Hollywood has been trying to get a new Dungeons & Dragons movie off the ground – some of you may recall in regret the awful Jeremy Irons movie from 2000, with its two lamentable sequels – for the best part of a decade. However, if Pine does sign on the dotted line, it sounds as if studio Paramount is serious about bringing Gary Gygax’s famous role-playing game back to the multiplexes.

So bring on the paladins, modrons and mind flayers, for at times like these we all need a little geeky escapism. Pine may not have quite the star power of a Ben Affleck or Tom Cruise, but he’s younger and seems less likely to pick an absolute stinker than many of his peers. Perhaps he could bring Star Trek comrade Karl Urban along – the Kiwi actor surely deserves it after his superb turn as Éomer in Lord of the Rings.

The real question here is whether the genre can flourish on the big screen without the oxygen of a Tolkien base. This ought to be a ridiculous suggestion: the Marvel movies continue to leap tall buildings in a single bound despite the fact that the creators of the superheroes they rely on have long since died. Star Wars, despite the odd bump, has proven that it does not require George Lucas’s input to jump to hyperspace. It can’t be the case that only swords and sorcery movies with a direct link to Tolkien have a chance of being any good, can it?

Sadly the evidence suggests the opposite. A succession of terrible fantasy efforts, from Eragon, to Duncan Jones’s Warcraft, have left fans of the genre flailing in the swamps of despair over the past 20 years. Let us not even mention Uwe Boll’s execrable, Jason Statham-led In the Name of the King from 2007. Even Jackson struggled to repeat his own trick with The Hobbit, a misguided attempt to film Tolkien’s fleet-footed and folksy fable as a LOTR-style epic trilogy. Quite how the Oscar-winning film-maker failed to realise that preposterous elf-dwarf romances and endless entirely superfluous action sequences were unlikely to convince audiences of the need to shoot a 304-page fable as an eight-hour fantasy mega-spectacle remains one of the most mystifying questions of recent times.

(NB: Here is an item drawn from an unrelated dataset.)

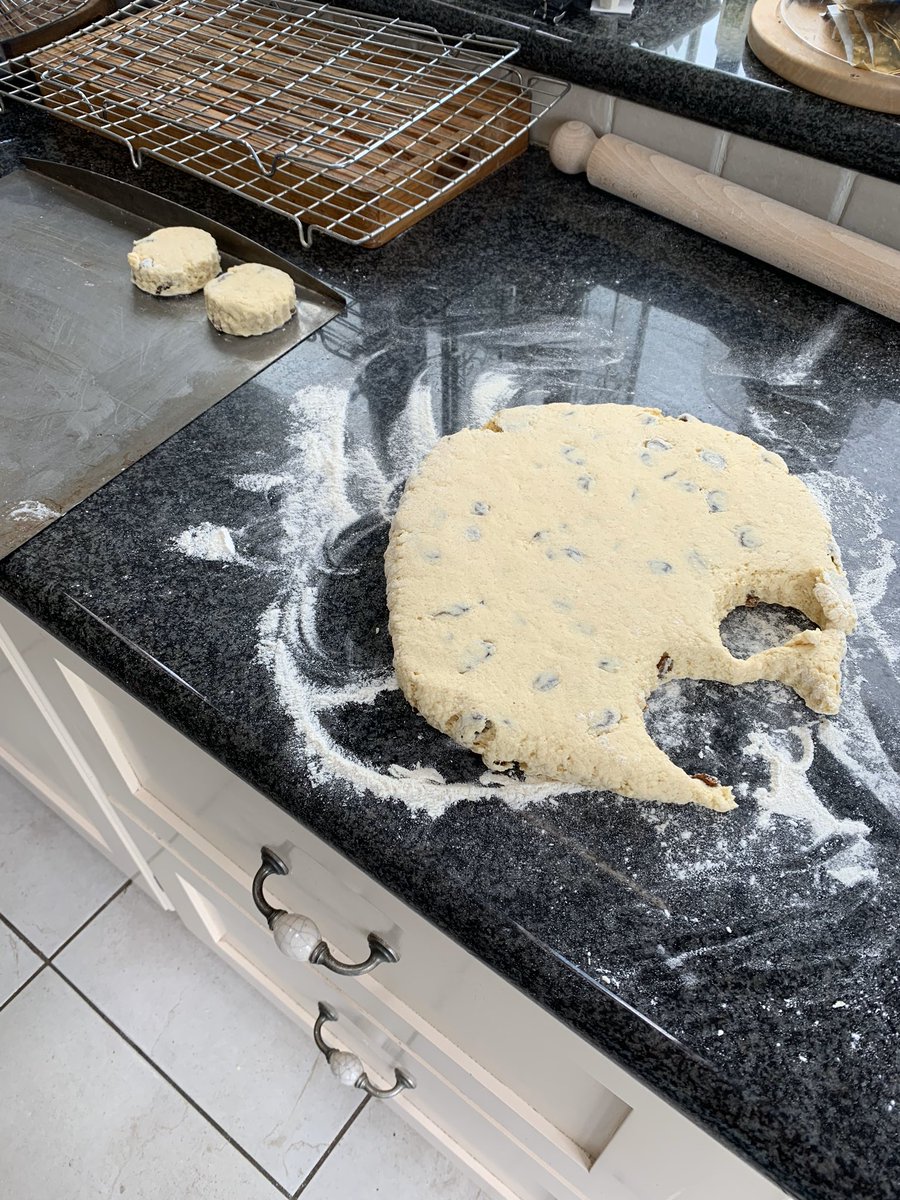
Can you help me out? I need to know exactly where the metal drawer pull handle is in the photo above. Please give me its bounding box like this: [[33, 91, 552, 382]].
[[252, 847, 399, 976], [314, 1002, 415, 1100]]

The worry, for those of us who recall the thrill of seeing Gondor, the Mines of Moria and Mirkwood on the big screen for the first time, is that if Hollywood does not find a way to repeat the success of The Lord of the Rings soon, the opportunity may be lost. Amazon is already shooting its LOTR TV series, which will attempt to fill in the gaps surrounding the English author’s two best-known works, and there is a sneaking suspicion that the small screen might actually be the better vehicle for such complex and detailed tales. The groundbreaking work of Weta Digital on Jackson’s trilogy was feted at the time as a new dawn for fantasy film-making, yet TV shows such as Game of Thrones and The Mandalorian have proven that next-level CGI is no longer the preserve of the multiplex.

Against this background, the chances of Dungeons & Dragons emerging as the gilded successor to Lord of the Rings that we all hope it can be seem about as likely as rolling a single number on a 20-sided die. Then again, Pine does have something of a history of pulling off miracles on the big screen.